Three Paragraphs of Rule 15c6-1(a)
Three portions of Rule 15c6-1(a) (b, c, and d) remain unchanged despite other amendments to the rule. An overview of these unchanged paragraphs is below, provided by the SEC.
“Rule 15c6-1(d) provides that, for purposes of paragraphs (a) and (c) of the rule, parties to a contract shall be deemed to have expressly agreed to an alternate date for payment of funds and delivery of securities at the time of the transaction for a contract for the sale for cash of securities pursuant to a firm commitment offering if the managing underwriter and the issuer have agreed to such date for all securities sold pursuant to such offering and the parties to the contract have not expressly agreed to another date for payment of funds and delivery of securities at the time of the transaction.”
Conversely, some commenters debated with the SEC concerning the future of the override provision of Rule 15c6-1(a). The SEC wanted to maintain T+2 standard settlement time, but also wanted to provide broker-dealers with flexibility in case of unforeseen circumstances, and give them a chance to extend their settlement date. They believed that the provision should only be used in unusual circumstances; however, some commenters argued that this is not appropriate. Refer to pages 48 and 49 of the rule to view more details of the discussion.
Changes to Other Rules
Certain rules have changed as a result of the amendment to Rule 15c6-1(a). Below is a brief summary of how some of these rules have changed. These rules include: Regulation SHO, financial responsibility rules under the Exchange Act, Exchange Act Rule 10b-10, prime-broker no-action letters, and prospectus delivery. These changes are too extensive to describe for the purpose of this article; view section 3C of the rule to read more about the specifics.
Two Active Exemptions
With the transition from T+3 to T+2, the SEC asked those who commented to give their opinions on whether they should maintain two currently active exemptions, designed to exempt from T+3 settlement cycles. The first exemption was created in 1995, which “[granted] a limited exemption for securities that do not generally trade in the U.S. by providing that all transactions in securities that do not have transfer or delivery facilities in the U.S. are exempt from the scope of Rule 15c6-1.” This policy is remaining unchanged following the transition to T+2. The second exemption concerns registered insurance products, which the SEC also decided to retain.

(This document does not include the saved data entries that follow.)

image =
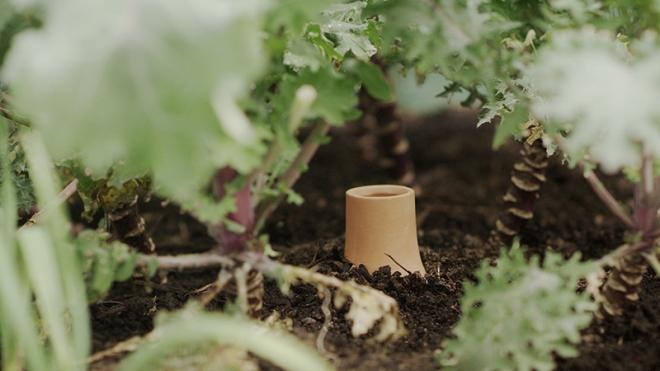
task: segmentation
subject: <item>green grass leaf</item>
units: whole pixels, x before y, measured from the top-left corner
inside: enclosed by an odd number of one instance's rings
[[[246,349],[285,370],[332,369],[316,351],[293,335],[242,317],[204,313],[190,307],[167,316],[170,318],[161,317],[161,323],[156,325],[153,341],[127,357],[120,371],[151,369],[163,356],[182,345],[204,343]]]

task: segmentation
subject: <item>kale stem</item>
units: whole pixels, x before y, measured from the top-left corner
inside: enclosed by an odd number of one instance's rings
[[[218,267],[232,267],[234,261],[217,253],[182,254],[182,255],[137,255],[137,266],[148,267],[155,261],[159,270],[190,270]]]
[[[653,179],[653,158],[646,150],[642,156],[640,174],[640,182],[635,188],[633,215],[637,229],[642,232],[642,238],[648,240],[657,225],[658,200]]]
[[[623,210],[619,201],[612,196],[612,193],[607,190],[603,182],[600,181],[596,173],[593,170],[585,170],[584,178],[587,180],[591,189],[596,193],[598,198],[607,206],[607,208],[618,217],[628,228],[635,229],[635,223],[633,223],[630,216]]]
[[[305,142],[303,142],[300,147],[300,151],[296,158],[293,159],[291,165],[286,169],[284,174],[278,179],[278,183],[286,187],[287,189],[292,188],[300,175],[302,174],[304,168],[307,167],[309,161],[314,157],[316,150],[318,150],[320,145],[320,139],[324,136],[330,129],[330,124],[326,121],[319,121],[314,125],[314,128],[309,133]],[[264,202],[263,206],[257,210],[256,223],[254,231],[259,231],[263,226],[266,220],[271,216],[271,214],[277,209],[277,207],[284,201],[286,195],[279,195],[278,197]]]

The SEC considered a couple of alternatives to the T+2 transition: a shift to a T+1 standard settlement cycle and a straight-through processing requirement. The SEC described that T+1 and T+0 “would require market participants to incur comparatively larger investments and would necessitate more lead time and greater coordination.” However, they do believe that, if investors were prepared to accept these burdens and move to either T+1 or T+0, it could reduce liquidity, credit, and other types of risks more than the current T+2 settlement cycle. The number of unsettled trades, and thus financial losses, would also be reduced. The SEC determined that given the current state of financial markets and technological advancements, T+2 was the best solution. They also considered mandating straight through processing (STP), which involves the electronic processing of transactions during the settlement process; this is more efficient and faster than manual entry. Despite these benefits, the SEC said that “such an approach may not reduce counterparty exposures and attendant risks.” They primarily support T+2 settlement cycles due to their tendency to reduce numerous financial risks for market participants and increase the efficiency and sustainability of clearing corporations.